House shoves his hand into that pocket, retrieves the vial. “Thanks for the meds,” he says cheerfully, opening the door.
“Break a leg,” the devil says pointedly.
“Not going into the leg,” House says, blowing a kiss as he gets out and slams the door behind him.
He’s not too surprised to hear the other door open and shut behind him, and the devil call after him. “Wait! You’re not seriously going to -”
“Can’t hear you!”
But, on account of him being the actual devil, he reappears before House reaches the neon lights of the hotel. “There’s only one dose. You can’t both take it.”
House sighs. “I learned how to count in med school, thanks.”
“On dead muscle, the chances of a positive outcome are eighty-three percent. With a tumor -”
“Do you think I don’t know?” He stares at the devil now, who looks more and more human by the minute. Does this supernatural entity not understand that everything about exciting new wonder drugs is now filtered through a single, Wilson-coloured lens? “Twenty-nine percent. Yeah. I know.”

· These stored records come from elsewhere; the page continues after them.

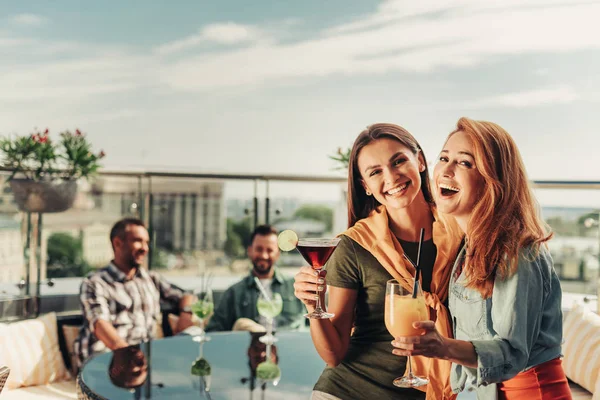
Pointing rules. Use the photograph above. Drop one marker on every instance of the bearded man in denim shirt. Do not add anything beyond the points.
(239, 300)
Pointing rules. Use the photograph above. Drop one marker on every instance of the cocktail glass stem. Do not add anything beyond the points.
(318, 309)
(268, 339)
(201, 337)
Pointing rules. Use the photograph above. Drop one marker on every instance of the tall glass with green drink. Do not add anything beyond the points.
(203, 308)
(269, 307)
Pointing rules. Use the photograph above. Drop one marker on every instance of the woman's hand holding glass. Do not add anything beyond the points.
(430, 344)
(307, 283)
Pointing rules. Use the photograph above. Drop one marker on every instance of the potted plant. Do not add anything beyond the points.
(45, 173)
(342, 158)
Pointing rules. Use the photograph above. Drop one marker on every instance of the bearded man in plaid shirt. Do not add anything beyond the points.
(121, 302)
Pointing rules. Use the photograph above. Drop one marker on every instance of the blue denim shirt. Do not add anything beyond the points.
(518, 327)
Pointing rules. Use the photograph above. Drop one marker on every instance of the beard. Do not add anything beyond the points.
(132, 261)
(262, 267)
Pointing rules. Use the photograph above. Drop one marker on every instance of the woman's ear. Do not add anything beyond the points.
(362, 182)
(421, 160)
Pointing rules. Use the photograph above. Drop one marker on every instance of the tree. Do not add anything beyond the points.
(65, 256)
(317, 212)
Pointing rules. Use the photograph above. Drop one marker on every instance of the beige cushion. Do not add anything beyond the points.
(30, 349)
(59, 390)
(70, 332)
(246, 324)
(582, 346)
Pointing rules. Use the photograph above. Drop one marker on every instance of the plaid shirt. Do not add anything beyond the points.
(131, 306)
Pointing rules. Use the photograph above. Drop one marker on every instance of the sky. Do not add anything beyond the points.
(276, 87)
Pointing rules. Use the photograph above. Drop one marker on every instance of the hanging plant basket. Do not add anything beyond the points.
(46, 196)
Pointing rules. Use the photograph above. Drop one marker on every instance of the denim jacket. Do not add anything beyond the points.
(518, 327)
(239, 301)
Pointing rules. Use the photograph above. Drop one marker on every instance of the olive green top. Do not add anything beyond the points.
(369, 367)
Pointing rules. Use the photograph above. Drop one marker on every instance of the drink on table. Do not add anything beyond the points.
(202, 309)
(269, 308)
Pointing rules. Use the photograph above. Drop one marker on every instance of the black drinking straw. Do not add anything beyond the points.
(418, 267)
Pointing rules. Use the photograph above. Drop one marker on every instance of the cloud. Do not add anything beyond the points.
(223, 33)
(400, 36)
(563, 94)
(28, 20)
(70, 80)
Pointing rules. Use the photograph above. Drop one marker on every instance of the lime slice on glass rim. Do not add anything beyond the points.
(287, 240)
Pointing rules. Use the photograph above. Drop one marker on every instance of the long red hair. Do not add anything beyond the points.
(507, 217)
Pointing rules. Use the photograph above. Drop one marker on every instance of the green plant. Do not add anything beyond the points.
(38, 157)
(342, 157)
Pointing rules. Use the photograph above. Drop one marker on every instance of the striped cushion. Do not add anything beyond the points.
(30, 349)
(582, 347)
(70, 333)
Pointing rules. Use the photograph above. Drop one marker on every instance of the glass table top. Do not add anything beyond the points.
(162, 369)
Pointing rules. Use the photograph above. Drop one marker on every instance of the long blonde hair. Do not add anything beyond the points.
(506, 218)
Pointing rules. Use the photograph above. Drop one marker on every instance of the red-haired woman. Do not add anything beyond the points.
(505, 297)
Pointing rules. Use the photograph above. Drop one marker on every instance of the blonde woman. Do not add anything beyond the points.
(389, 201)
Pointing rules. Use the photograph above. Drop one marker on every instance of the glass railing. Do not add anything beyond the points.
(200, 223)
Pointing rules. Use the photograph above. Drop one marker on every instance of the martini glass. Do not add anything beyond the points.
(316, 252)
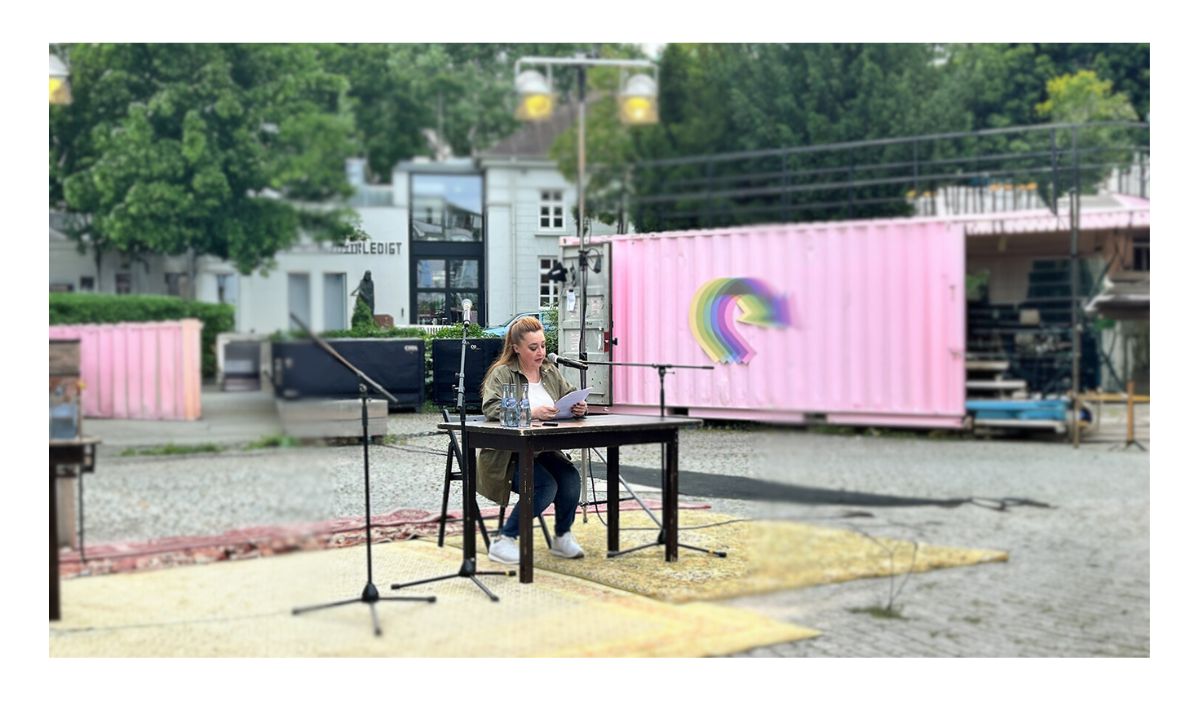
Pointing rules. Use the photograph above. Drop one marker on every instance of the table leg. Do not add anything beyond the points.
(55, 609)
(671, 499)
(613, 503)
(468, 498)
(525, 460)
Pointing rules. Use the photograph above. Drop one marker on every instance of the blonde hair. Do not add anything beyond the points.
(516, 334)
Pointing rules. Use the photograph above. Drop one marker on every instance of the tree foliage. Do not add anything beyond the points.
(203, 149)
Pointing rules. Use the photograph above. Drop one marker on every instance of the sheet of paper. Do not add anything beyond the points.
(565, 403)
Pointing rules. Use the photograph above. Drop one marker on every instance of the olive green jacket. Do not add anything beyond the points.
(493, 472)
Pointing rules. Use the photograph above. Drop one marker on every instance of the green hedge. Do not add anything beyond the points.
(100, 309)
(373, 331)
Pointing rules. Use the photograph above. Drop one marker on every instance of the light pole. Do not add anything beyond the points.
(639, 106)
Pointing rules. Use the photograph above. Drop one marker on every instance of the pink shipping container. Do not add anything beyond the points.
(138, 370)
(858, 323)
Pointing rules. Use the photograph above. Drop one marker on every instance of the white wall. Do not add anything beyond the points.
(514, 202)
(263, 299)
(147, 276)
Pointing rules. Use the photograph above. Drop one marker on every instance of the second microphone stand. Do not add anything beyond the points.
(467, 569)
(370, 593)
(663, 407)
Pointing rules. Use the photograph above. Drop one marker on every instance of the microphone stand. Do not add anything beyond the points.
(370, 593)
(468, 489)
(663, 406)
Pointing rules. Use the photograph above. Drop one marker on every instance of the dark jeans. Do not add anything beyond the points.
(553, 480)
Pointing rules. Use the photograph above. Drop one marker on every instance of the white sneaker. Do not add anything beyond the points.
(565, 546)
(504, 550)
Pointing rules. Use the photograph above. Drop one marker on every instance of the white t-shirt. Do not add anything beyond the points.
(538, 396)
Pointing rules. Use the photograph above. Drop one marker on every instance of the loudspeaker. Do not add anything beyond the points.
(303, 370)
(447, 355)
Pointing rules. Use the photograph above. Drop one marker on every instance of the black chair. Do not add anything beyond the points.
(454, 454)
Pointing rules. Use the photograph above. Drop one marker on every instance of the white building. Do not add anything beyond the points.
(484, 228)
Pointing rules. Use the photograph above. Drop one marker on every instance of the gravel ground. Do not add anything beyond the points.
(1075, 525)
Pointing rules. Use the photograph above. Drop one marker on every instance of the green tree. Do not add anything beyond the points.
(202, 149)
(741, 97)
(412, 99)
(1081, 99)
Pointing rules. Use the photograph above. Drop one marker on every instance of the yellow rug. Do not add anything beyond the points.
(762, 557)
(243, 609)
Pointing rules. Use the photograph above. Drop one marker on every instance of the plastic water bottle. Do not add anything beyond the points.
(526, 411)
(509, 407)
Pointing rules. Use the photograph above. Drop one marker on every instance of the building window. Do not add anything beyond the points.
(1141, 256)
(442, 285)
(299, 299)
(448, 208)
(227, 288)
(335, 301)
(175, 283)
(551, 210)
(547, 289)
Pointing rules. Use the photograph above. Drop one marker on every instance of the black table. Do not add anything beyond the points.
(81, 451)
(594, 431)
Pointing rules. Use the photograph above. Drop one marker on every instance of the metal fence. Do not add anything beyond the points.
(1003, 169)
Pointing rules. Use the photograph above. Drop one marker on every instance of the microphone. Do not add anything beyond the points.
(571, 363)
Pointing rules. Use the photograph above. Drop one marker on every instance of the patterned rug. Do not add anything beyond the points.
(763, 556)
(245, 610)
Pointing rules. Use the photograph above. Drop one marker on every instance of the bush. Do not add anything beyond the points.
(103, 309)
(373, 331)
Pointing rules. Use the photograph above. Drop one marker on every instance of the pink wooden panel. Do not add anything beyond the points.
(169, 371)
(139, 370)
(121, 371)
(150, 363)
(871, 321)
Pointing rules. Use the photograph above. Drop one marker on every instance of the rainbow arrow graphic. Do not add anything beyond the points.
(712, 316)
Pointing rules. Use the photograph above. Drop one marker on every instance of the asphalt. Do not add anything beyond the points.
(1074, 522)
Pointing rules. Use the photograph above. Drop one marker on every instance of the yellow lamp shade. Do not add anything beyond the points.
(537, 101)
(640, 101)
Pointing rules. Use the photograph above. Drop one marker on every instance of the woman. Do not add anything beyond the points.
(555, 479)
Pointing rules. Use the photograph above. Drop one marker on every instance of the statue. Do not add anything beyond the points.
(366, 292)
(364, 306)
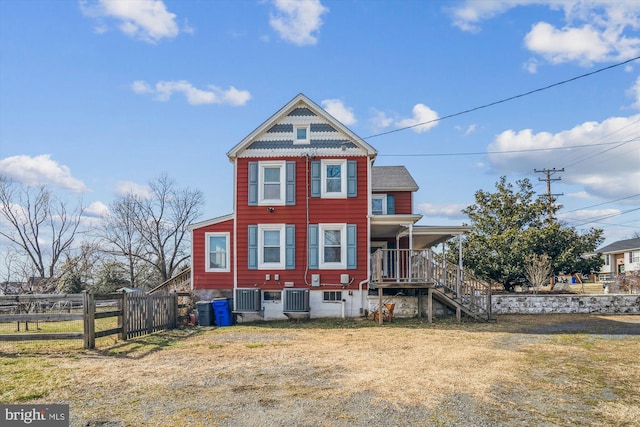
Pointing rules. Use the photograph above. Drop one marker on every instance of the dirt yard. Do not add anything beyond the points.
(545, 370)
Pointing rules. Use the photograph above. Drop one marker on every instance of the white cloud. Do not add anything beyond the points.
(337, 109)
(40, 170)
(421, 114)
(140, 86)
(606, 163)
(634, 92)
(380, 120)
(163, 90)
(297, 21)
(147, 20)
(125, 188)
(96, 210)
(593, 30)
(445, 211)
(585, 45)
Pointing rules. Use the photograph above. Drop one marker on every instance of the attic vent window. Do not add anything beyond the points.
(301, 135)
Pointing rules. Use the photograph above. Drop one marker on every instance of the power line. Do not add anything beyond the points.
(479, 153)
(598, 218)
(511, 98)
(604, 203)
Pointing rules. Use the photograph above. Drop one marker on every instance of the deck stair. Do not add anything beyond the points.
(447, 282)
(178, 283)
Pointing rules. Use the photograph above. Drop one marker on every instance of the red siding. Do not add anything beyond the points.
(350, 210)
(210, 280)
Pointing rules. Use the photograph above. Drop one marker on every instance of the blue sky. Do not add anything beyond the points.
(98, 97)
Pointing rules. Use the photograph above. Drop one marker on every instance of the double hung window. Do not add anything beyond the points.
(334, 178)
(272, 176)
(271, 244)
(217, 250)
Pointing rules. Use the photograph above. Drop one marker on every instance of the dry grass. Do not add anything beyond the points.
(522, 370)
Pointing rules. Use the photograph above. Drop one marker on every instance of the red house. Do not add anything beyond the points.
(309, 210)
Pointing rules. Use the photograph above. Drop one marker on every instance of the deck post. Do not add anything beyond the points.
(430, 305)
(380, 320)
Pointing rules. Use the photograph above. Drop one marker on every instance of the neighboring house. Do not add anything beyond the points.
(309, 209)
(621, 257)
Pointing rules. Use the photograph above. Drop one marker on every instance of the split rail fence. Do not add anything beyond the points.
(132, 314)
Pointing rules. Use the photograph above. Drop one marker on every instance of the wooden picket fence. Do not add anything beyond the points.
(137, 313)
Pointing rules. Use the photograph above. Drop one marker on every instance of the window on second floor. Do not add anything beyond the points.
(272, 183)
(382, 204)
(332, 246)
(301, 134)
(334, 178)
(271, 247)
(217, 252)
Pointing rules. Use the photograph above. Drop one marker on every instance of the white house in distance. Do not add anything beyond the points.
(621, 257)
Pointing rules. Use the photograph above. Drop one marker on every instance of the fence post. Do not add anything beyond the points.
(126, 321)
(174, 310)
(150, 320)
(89, 311)
(121, 318)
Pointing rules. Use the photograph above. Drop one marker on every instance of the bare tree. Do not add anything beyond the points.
(154, 228)
(41, 228)
(538, 270)
(122, 237)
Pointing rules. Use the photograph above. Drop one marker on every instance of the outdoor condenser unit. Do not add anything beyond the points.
(248, 300)
(296, 300)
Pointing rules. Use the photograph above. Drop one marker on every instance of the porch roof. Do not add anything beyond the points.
(423, 236)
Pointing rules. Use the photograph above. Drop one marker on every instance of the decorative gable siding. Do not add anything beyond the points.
(278, 140)
(202, 279)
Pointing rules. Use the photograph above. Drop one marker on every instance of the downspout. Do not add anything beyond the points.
(460, 260)
(235, 233)
(361, 292)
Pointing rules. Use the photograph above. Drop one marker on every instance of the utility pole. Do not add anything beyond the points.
(548, 178)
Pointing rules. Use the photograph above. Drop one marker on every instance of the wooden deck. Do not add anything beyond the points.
(419, 269)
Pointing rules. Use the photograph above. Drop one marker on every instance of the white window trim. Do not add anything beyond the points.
(343, 178)
(295, 134)
(382, 197)
(283, 184)
(343, 247)
(271, 265)
(207, 267)
(332, 301)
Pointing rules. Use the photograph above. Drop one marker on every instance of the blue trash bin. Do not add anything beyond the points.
(222, 311)
(205, 313)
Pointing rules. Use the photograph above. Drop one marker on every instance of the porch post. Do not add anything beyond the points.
(410, 252)
(398, 258)
(461, 278)
(379, 305)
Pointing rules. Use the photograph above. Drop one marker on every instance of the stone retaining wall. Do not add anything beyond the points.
(544, 304)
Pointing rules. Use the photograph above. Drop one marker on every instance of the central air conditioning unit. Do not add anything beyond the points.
(296, 301)
(248, 300)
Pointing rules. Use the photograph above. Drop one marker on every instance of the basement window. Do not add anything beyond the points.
(272, 296)
(332, 296)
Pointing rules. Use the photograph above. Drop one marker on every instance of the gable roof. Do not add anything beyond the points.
(299, 106)
(621, 246)
(392, 178)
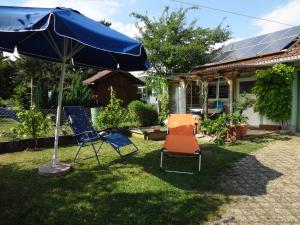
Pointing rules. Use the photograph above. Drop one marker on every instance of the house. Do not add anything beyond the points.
(123, 83)
(232, 71)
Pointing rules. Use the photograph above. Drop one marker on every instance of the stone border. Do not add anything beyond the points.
(46, 142)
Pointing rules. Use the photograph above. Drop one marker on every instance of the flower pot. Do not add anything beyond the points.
(284, 131)
(94, 114)
(244, 129)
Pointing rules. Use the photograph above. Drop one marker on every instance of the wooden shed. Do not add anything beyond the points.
(123, 83)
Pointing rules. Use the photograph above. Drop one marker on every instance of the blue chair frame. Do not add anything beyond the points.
(85, 133)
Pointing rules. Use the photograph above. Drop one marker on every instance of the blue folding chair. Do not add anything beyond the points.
(9, 114)
(85, 133)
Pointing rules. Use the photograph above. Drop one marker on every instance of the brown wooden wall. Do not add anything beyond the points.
(125, 88)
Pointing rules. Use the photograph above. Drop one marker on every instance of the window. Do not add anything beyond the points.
(246, 86)
(223, 91)
(193, 94)
(212, 91)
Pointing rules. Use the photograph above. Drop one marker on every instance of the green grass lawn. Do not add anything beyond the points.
(129, 191)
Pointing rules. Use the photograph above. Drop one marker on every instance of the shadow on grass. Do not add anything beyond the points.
(265, 138)
(249, 178)
(133, 190)
(87, 197)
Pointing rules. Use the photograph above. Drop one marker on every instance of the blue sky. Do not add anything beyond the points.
(117, 11)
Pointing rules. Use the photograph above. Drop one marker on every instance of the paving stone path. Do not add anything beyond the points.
(265, 186)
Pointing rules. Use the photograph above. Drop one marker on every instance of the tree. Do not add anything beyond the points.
(173, 46)
(274, 94)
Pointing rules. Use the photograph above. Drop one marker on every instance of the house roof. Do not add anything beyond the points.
(289, 55)
(108, 73)
(257, 46)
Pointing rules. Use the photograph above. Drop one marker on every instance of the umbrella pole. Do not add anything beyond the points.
(55, 168)
(58, 114)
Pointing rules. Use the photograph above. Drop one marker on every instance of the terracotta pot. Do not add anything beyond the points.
(244, 129)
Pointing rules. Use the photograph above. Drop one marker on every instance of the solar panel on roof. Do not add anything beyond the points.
(260, 45)
(276, 46)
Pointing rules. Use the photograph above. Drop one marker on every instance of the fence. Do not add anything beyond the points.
(7, 124)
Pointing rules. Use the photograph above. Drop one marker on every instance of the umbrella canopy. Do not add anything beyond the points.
(64, 35)
(42, 33)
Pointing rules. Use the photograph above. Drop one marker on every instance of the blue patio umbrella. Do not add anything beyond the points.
(66, 36)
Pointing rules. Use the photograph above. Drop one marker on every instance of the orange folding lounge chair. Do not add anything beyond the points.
(181, 140)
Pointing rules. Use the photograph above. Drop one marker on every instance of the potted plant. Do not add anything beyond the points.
(240, 106)
(274, 94)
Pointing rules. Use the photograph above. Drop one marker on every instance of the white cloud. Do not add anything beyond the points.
(94, 9)
(128, 29)
(287, 13)
(220, 45)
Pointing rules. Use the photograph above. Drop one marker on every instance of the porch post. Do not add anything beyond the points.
(295, 102)
(230, 83)
(182, 97)
(205, 91)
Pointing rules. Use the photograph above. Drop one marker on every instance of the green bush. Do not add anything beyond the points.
(220, 126)
(113, 115)
(33, 123)
(21, 96)
(274, 94)
(142, 114)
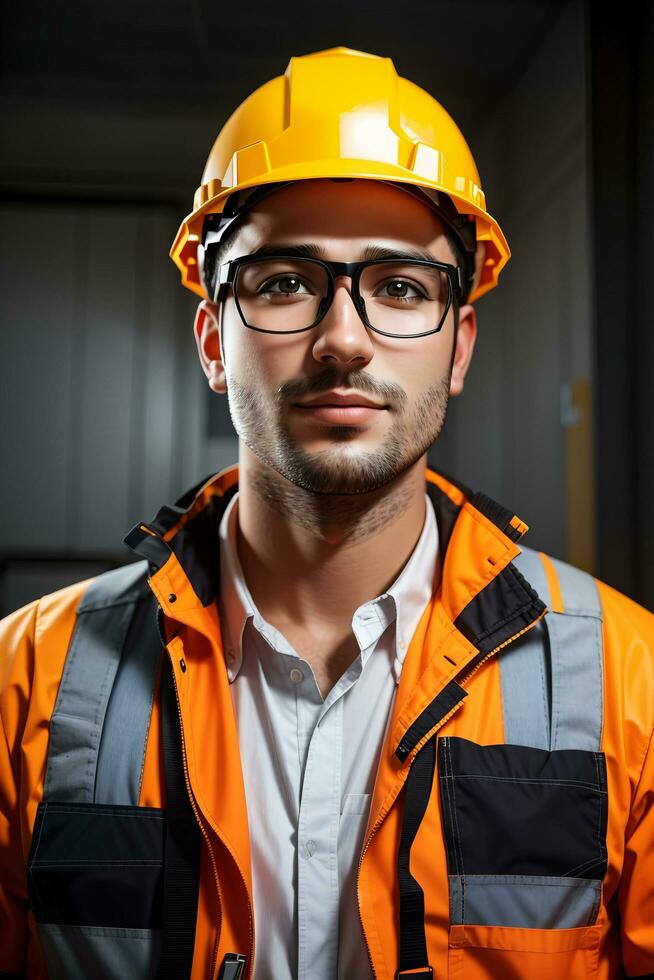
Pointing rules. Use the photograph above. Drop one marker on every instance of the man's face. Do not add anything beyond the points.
(267, 375)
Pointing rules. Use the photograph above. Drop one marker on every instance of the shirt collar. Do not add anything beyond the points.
(404, 601)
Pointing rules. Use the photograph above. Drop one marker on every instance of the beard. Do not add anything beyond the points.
(344, 467)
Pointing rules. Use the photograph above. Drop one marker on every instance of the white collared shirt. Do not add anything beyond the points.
(309, 764)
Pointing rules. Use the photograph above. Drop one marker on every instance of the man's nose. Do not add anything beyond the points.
(342, 332)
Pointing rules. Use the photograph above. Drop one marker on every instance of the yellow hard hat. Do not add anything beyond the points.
(341, 113)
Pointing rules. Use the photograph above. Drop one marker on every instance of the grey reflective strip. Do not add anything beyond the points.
(103, 618)
(577, 662)
(571, 662)
(524, 670)
(100, 952)
(127, 721)
(524, 901)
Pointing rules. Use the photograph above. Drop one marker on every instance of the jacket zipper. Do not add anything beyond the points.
(198, 818)
(417, 748)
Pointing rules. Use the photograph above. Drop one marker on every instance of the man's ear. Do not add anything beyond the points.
(207, 337)
(465, 344)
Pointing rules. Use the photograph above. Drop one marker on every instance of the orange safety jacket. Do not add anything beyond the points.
(472, 828)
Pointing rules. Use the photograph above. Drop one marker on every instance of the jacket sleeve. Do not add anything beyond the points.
(16, 670)
(636, 890)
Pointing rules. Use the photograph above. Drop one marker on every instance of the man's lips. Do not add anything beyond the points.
(341, 414)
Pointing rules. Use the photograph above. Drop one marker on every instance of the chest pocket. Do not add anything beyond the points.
(525, 822)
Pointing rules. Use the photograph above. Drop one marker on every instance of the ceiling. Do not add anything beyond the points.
(204, 57)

He can’t quite be sure, because this conversation is exhausting him, but he thinks the devil might be sad, now. “Love above reason, above all else… you’re a fool.”
House recognizes the words, the tone. And he doesn’t know where the gentleness in his own voice comes from - maybe it’s that he sees he is a doctor, here, still, with this creature - as he says, “So be a damn fool.”
“It’ll hurt.”
“Everything hurts.” He limps past, into the hotel. Wilson’s left a key for him at the desk. When House gets up to their room, he’s snoring on the bed, but he stirs slightly when House joins him.
“You help that guy?” Wilson murmurs sleepily.
“No idea.” House waits until Wilson’s unconscious again, and then he maneuvers himself off the bed as unobtrusively as he can. He opens up his private little stash of drugs and equipment, and picks up the syringe he’d imagined using with morphine, for one or both of them, a little down the line.
As he directs the single dose into Wilson’s chest, he wishes. Hopes. An outsider might even call it praying.